Wenn Ihnen diese wenigen, nicht alle Worte schon Übelkeit bereiten,
stellen Sie sich noch vor, wie Rinderherden unter Polizeibrutalität
abgeschlachtet werden, und Sie bekommen einen Eindruck von der
verheerenden Agrarpolitik, die seit über 50 Jahren herrscht. Wer führt
diese Politik mit Begeisterung an? Rousseau und Genevard an der Spitze
der Mitverwaltung. FNSEA und der französische Staat, ein Mega-Duo, das
uns bis zum Tod unserer Tiere brutal trifft. Sie stürzen die Bauern
sogar in eine unvorstellbare, gewalttätige Notlage, wenn sie den Schock
ertragen müssen, dass all ihre Tiere - Tiere, die ihrem Leben Sinn gaben
- geschlachtet werden.
Doch Landwirte sind zähe Kämpfer, sowohl im Alltag als auch im Widerstand.
Die Folgen des Kapitalismus für die Tiergesundheit
Der Klimawandel ist in Stadt und Land Realität. Hinzu kommt das
exponentielle Wachstum des internationalen Handels. All diese Faktoren,
die direkt auf die Folgen des zerstörerischen Kapitalismus
zurückzuführen sind, begünstigen das Auftreten von Viren. Seuchen können
sich festsetzen, und ihre Überträger (Fliegen und andere Insekten)
gedeihen und überleben in diesem klimatischen Kontext.
Noduläre Dermatose (NDD), eine Viruserkrankung bei Rindern
In den letzten Jahren hatten Landwirte und ihre Nutztiere keine andere
Wahl, als mit verschiedenen durch Vektoren übertragenen Krankheiten zu
leben: Blauzungenkrankheit (BT), die Rinder und Schafe befällt, EHV
(Epizootische Hämorrhagische Krankheit), für die nur Rinder anfällig
sind, und die Vogelgrippe sind weiterhin verbreitet. Auch hier werden
Geflügelbestände systematisch gekeult, sobald ein klinischer Fall auftritt.
Und schließlich die Rinderseuche CND, eine durch Vektoren übertragene
Viruserkrankung, die Rinder befällt. Sie wurde in Frankreich erst im
Juni 2025 erstmals gemeldet, trat aber vor etwa zehn Jahren in Europa
(insbesondere auf dem Balkan) und 2019 in Asien auf. Sie ist nicht auf
Menschen übertragbar. Kleine Fliegen und andere Insekten übertragen die
Krankheit durch Bisse. Es gibt einen wirksamen Impfstoff zum Schutz der
Tiere, aber derzeit keine wirksame Behandlung gegen die Krankheit.

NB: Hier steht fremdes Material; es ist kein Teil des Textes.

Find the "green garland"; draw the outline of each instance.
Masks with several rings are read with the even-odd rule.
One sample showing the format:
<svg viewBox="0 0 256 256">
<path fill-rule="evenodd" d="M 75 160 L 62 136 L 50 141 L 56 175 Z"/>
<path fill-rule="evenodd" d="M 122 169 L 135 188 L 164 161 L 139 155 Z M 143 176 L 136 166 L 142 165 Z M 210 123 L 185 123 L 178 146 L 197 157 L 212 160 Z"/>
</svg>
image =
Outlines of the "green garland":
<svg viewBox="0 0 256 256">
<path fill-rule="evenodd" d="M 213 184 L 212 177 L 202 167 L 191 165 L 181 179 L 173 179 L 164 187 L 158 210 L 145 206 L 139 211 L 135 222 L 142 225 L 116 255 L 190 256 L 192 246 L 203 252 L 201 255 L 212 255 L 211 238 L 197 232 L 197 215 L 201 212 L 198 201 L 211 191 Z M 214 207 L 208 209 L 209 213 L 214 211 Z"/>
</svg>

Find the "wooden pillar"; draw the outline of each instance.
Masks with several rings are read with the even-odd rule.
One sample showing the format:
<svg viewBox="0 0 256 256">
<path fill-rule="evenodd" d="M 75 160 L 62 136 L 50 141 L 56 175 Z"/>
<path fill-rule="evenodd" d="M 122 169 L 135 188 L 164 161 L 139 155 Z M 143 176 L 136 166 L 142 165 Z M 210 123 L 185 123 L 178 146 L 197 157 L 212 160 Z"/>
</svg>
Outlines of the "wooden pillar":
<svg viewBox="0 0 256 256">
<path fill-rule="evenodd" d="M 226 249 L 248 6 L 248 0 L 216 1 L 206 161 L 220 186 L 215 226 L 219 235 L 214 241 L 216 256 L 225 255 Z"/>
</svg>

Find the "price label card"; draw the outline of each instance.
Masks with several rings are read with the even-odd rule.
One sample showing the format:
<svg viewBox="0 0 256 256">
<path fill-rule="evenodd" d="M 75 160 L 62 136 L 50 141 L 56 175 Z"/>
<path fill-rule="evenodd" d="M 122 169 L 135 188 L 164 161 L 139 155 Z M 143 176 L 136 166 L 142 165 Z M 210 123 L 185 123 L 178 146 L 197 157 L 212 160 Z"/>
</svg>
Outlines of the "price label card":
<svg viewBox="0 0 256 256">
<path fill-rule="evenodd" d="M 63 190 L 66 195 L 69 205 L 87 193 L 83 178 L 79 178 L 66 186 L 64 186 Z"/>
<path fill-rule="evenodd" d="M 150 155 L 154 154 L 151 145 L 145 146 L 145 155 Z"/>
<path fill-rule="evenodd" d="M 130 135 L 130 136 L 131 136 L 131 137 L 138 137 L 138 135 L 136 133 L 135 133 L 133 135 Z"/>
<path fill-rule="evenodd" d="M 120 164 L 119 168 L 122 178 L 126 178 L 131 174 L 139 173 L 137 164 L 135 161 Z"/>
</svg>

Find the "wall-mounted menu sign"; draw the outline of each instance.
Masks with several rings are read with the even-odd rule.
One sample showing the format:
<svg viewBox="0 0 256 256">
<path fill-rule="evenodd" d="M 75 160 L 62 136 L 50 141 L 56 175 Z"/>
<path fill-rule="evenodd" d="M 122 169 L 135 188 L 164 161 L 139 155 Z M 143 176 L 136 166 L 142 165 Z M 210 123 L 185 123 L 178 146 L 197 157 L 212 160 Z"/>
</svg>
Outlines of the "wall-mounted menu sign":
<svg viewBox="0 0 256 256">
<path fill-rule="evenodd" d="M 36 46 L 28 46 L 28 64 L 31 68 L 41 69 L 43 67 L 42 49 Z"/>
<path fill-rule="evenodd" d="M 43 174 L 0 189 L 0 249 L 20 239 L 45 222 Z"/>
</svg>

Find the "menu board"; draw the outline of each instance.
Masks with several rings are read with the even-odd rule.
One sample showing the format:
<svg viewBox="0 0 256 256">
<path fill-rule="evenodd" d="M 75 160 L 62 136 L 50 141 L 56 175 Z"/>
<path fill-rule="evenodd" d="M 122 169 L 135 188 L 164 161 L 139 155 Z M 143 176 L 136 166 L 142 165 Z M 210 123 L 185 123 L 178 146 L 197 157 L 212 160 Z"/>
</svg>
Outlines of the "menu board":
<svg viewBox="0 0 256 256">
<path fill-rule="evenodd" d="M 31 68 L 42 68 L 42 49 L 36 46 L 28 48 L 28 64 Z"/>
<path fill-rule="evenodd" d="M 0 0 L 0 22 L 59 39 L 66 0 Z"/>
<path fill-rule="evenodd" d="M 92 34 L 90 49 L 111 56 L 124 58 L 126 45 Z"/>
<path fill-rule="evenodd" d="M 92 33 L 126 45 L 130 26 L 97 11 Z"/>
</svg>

Im Kampf gegen CND stehen sich zwei Strategien gegenüber. Die
Befürworter der industriellen Landwirtschaft und das
Landwirtschaftsministerium setzen auf eine drastische Strategie: die
vollständige Keulung befallener Herden, um die Krankheit auszurotten und
Frankreich seinen Status als "seuchenfreies" Land zu erhalten.
Sollte sich die Krankheit im ganzen Land ausbreiten oder die Impfung
gegen CND weit verbreitet sein, würden internationale
Handelsbestimmungen Frankreich theoretisch den Export von Rindern
verbieten. Es ist wichtig zu wissen, dass die Rindfleischproduktion ein
Hauptlieferant von abgesetzten Kälbern (etwa neun Monate alt) ist, die
in Mastbetrieben in Spanien, Italien und, in geringerem Umfang, in den
Maghreb-Staaten eingesetzt werden.
Das stimmt zwar, aber es handelt sich dabei um ein rein
wirtschaftliches, nicht um ein gesundheitliches Argument! Das
Landwirtschaftsministerium manipuliert die öffentliche Meinung, indem es
die Durchführung einer flächendeckenden Impfung vortäuscht. Das ist
falsch; es genehmigt Impfungen in einem sehr begrenzten Umkreis um die
Herden, deren Schlachtung es anordnet, verbietet sie aber überall sonst.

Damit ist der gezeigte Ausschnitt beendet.